Immer wieder halten die Jungs auch ein Nickerchen. Gerade heute, erklärt mir Wolli, wo die Fahrten etwas länger sind, lohnt sich das. In der heißen Zeit, kurz vor Karneval, sind die Fahrten kürzer. Dann ist Powernapping angesagt und umso wichtiger. Wobei, so erklärt mir Wolli, auch die Tage mit acht, neun und zehn Auftritten etwas für sich haben: „Dann fährst du nicht so runter zwischendrin, dann bleibt man auf Spannung.“ Versorgt wird die Band übrigens immer zwischendurch. Die Ehefrauen bringen eine Pizza vorbei, es gibt Schnitzelbrötchen und Brezeln bei den Veranstaltungen – und Wolli hat selbstgemachte Plätzchen mitgebracht. Vor den Auftritten gibt’s auch mal ein Weinchen oder Kölsch und viel Wasser – viel Alkohol ist nicht drin. Das Musikerleben ist am Ende eben ein Beruf. 

Die Karnevalsmusik

Ganz klar – ohne die Klassiker geht es nicht. „Wenn et Trömmelche jeiht“ ist immerhin von jeckes.net (Express) zum größten Karnevals-Hit aller Zeiten gewählt worden. Eine große Ehre für die Räuber. 

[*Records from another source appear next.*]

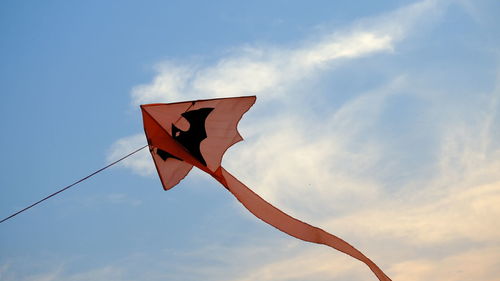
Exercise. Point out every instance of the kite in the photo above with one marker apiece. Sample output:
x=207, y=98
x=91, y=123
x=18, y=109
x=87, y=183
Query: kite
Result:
x=197, y=133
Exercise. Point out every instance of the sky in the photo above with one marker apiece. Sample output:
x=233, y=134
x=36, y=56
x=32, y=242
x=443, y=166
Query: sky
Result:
x=377, y=121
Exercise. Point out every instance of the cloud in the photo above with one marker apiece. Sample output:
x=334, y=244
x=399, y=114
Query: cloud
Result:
x=337, y=164
x=271, y=71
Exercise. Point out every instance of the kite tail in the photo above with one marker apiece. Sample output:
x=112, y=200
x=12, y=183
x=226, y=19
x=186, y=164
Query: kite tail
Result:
x=294, y=227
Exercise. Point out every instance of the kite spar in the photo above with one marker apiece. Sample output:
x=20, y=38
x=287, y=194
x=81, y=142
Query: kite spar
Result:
x=191, y=134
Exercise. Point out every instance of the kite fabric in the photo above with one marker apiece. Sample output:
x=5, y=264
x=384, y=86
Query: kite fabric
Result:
x=198, y=133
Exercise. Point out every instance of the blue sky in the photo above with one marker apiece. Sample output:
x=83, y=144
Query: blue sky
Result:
x=376, y=121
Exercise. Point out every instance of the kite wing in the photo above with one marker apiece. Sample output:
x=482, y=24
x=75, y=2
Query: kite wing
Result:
x=197, y=133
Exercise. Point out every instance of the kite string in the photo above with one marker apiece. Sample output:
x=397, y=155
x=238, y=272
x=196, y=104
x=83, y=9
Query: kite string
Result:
x=76, y=182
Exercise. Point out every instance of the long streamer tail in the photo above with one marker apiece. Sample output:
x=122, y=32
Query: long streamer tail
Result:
x=294, y=227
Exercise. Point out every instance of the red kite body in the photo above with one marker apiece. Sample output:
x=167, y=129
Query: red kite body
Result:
x=198, y=133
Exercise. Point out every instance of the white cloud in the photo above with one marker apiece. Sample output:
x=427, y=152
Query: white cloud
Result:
x=326, y=167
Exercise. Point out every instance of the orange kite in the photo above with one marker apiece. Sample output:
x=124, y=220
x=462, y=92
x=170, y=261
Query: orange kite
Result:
x=198, y=133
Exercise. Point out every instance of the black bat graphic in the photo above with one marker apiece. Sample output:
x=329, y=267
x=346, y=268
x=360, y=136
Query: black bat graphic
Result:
x=190, y=139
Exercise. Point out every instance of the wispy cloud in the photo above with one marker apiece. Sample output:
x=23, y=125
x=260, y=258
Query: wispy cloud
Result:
x=338, y=167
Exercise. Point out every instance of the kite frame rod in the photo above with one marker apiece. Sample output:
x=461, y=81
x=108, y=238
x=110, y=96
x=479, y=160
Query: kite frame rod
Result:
x=76, y=182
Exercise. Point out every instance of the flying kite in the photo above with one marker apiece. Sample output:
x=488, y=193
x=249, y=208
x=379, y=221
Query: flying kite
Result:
x=197, y=133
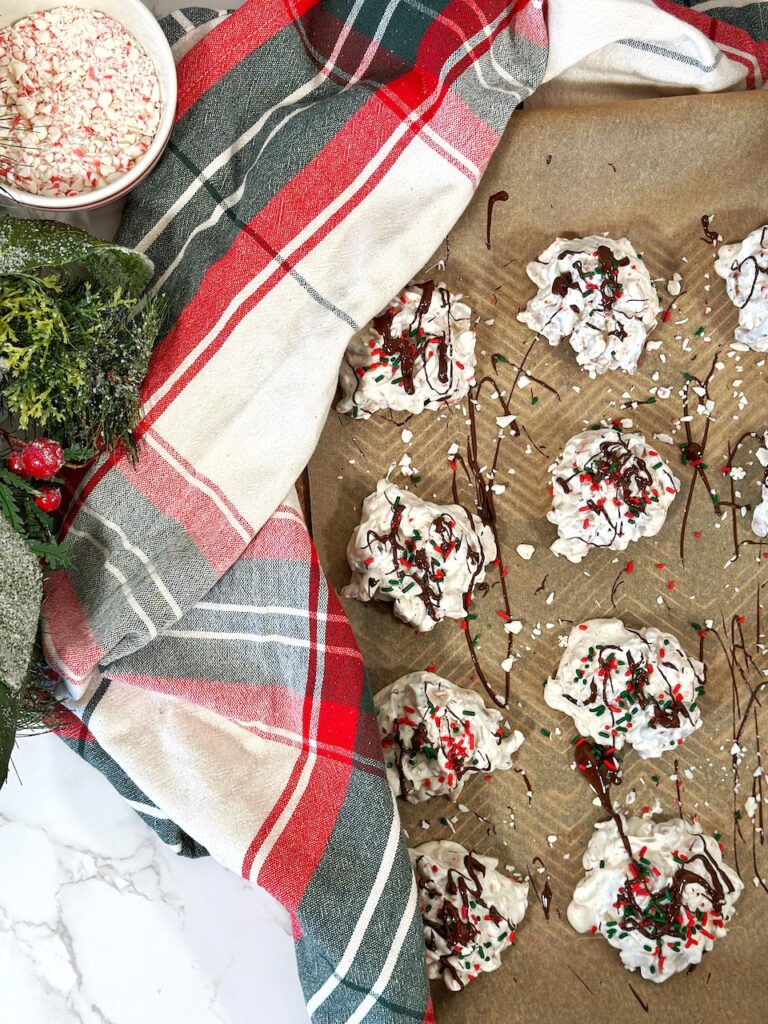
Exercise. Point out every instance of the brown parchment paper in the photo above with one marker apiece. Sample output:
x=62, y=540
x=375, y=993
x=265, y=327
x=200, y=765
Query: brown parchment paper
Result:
x=646, y=169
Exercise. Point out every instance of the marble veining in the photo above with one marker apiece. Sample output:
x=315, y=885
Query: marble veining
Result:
x=99, y=923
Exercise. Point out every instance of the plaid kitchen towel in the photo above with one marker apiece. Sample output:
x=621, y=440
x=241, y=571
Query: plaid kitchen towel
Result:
x=321, y=153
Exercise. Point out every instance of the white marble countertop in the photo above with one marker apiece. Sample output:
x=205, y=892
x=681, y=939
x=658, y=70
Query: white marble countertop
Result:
x=100, y=924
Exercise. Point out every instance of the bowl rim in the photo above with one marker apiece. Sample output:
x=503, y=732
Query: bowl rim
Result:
x=166, y=69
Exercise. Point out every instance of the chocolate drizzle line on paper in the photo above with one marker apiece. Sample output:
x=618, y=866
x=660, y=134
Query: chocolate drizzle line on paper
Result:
x=692, y=451
x=500, y=197
x=711, y=237
x=456, y=742
x=457, y=930
x=733, y=450
x=664, y=915
x=745, y=659
x=485, y=509
x=545, y=896
x=428, y=577
x=481, y=482
x=628, y=473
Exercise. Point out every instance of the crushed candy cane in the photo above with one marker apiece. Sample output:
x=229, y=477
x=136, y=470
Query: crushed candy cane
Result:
x=79, y=101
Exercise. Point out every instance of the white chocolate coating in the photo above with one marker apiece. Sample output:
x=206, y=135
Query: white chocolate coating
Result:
x=424, y=557
x=482, y=923
x=596, y=292
x=628, y=686
x=410, y=358
x=435, y=734
x=608, y=488
x=760, y=512
x=600, y=900
x=743, y=265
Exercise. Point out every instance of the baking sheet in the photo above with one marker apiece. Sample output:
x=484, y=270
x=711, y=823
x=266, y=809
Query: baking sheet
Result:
x=647, y=169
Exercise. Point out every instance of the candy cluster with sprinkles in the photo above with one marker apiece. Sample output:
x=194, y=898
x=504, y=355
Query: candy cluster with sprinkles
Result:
x=425, y=558
x=435, y=734
x=79, y=99
x=418, y=353
x=743, y=265
x=658, y=892
x=608, y=487
x=470, y=910
x=628, y=686
x=596, y=292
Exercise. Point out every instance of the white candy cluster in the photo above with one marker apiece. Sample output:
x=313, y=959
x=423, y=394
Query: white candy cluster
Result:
x=425, y=558
x=608, y=488
x=628, y=903
x=744, y=267
x=436, y=734
x=596, y=292
x=79, y=98
x=470, y=910
x=418, y=353
x=628, y=686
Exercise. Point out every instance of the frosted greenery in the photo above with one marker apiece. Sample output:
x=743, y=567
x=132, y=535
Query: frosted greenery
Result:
x=75, y=334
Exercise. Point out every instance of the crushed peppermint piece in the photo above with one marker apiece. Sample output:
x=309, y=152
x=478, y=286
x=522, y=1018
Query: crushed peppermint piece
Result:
x=80, y=96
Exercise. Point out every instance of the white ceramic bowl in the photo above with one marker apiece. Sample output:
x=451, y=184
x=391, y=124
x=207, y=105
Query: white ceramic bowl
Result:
x=144, y=28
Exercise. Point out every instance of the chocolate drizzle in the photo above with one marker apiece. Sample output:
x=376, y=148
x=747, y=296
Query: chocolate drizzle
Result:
x=629, y=474
x=485, y=509
x=692, y=453
x=456, y=926
x=416, y=345
x=654, y=913
x=417, y=348
x=409, y=559
x=455, y=740
x=711, y=237
x=545, y=896
x=500, y=197
x=733, y=450
x=609, y=288
x=744, y=665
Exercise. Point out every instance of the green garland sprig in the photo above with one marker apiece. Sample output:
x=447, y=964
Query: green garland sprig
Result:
x=77, y=329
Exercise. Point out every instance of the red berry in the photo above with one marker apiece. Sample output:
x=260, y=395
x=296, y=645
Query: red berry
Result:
x=42, y=458
x=15, y=464
x=48, y=500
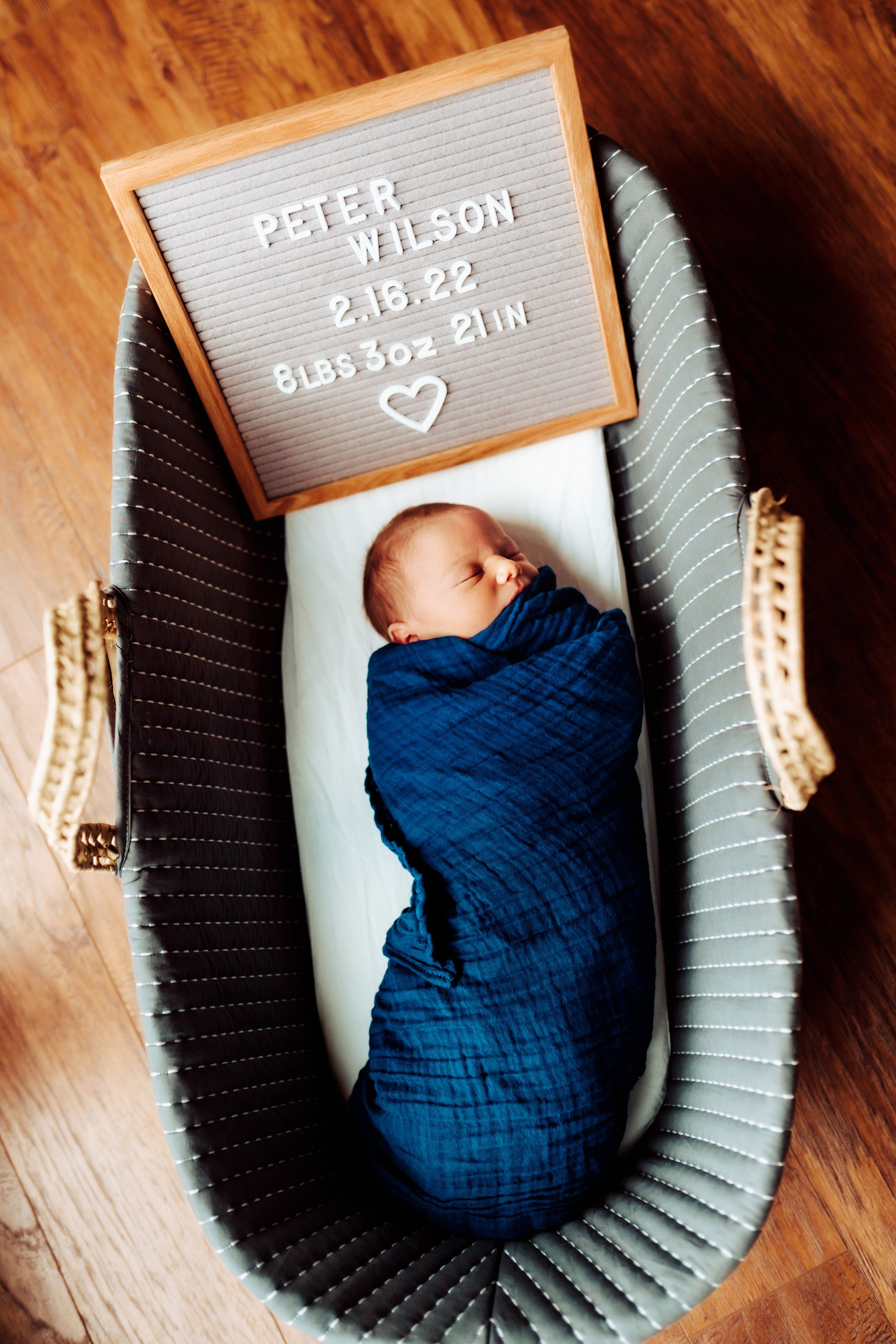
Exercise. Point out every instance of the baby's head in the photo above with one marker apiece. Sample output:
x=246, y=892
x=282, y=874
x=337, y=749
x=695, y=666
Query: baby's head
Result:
x=441, y=569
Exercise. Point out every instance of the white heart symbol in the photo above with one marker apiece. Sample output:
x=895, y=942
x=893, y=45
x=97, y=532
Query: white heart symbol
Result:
x=425, y=381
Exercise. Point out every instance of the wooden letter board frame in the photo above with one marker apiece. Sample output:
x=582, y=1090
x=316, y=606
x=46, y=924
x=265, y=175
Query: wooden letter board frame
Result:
x=543, y=50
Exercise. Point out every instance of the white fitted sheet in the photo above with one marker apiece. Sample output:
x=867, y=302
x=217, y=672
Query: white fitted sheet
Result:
x=555, y=500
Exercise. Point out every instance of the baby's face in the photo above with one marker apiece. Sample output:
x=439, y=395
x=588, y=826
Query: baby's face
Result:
x=460, y=572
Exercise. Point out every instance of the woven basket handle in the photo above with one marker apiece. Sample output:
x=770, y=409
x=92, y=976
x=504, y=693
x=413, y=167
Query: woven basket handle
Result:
x=80, y=647
x=78, y=686
x=773, y=621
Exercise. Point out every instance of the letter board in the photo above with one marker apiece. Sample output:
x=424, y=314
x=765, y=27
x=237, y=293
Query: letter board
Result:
x=390, y=280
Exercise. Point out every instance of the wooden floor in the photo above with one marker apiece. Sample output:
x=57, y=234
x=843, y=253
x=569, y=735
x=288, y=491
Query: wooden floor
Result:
x=774, y=124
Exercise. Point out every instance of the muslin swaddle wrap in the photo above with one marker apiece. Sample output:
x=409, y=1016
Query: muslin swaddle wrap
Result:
x=518, y=1005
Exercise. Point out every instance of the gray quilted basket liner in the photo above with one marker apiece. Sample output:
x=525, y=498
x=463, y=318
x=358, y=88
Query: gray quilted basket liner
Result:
x=213, y=887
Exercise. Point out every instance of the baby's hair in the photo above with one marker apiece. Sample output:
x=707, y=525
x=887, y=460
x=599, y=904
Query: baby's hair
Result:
x=383, y=565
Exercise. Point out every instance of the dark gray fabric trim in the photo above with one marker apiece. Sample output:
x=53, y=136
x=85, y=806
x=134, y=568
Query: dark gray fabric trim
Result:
x=213, y=889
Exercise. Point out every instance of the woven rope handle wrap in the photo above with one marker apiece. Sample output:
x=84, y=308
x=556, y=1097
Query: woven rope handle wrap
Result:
x=773, y=620
x=77, y=690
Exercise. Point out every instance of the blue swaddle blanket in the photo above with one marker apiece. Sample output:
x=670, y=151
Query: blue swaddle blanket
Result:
x=518, y=1005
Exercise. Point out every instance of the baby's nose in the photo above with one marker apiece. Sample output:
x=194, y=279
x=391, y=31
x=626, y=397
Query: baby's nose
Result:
x=506, y=570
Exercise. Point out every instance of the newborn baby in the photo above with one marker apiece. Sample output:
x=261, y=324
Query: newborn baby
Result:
x=518, y=1005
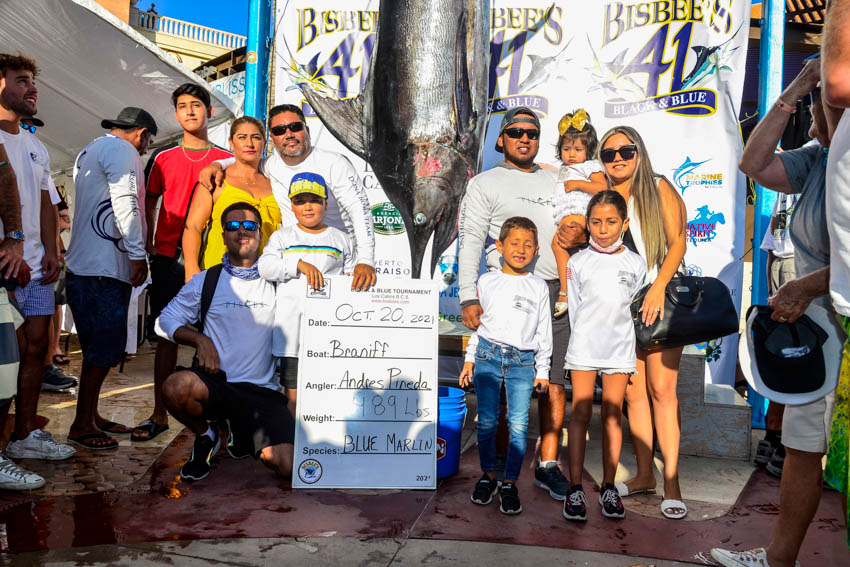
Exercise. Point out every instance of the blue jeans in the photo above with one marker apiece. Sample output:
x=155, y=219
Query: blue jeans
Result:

Die Räuber sehen sich allerdings nicht auf den Karneval beschränkt, erklärt Wolli. Klar, hier sind die Wurzeln und die großen Hallen. „Wir wollen das etwas rockige und das traditionelle beides. Das muss zusammengehen.“ Mit dem Grevenbroicher Sven West zeigt sich das an diesem Abend sehr deutlich. „Kumm loss jonn“ ist voller Energie, ein Hit, der zum Mitrocken auffordert. Gespielt wird aber auch „Dat es Heimat“ – und der von der Münchner Freiheit gecoverte Song „Ohne Dich (schlof ich hück Naach nit en)“. Das war übrigens eine Idee von Sven. „Danke an die Jungs von der Münchner Freiheit, dass wir den Song op Kölsch übersetzen durften“, rufen die Räuber, als wir darüber sprechen. 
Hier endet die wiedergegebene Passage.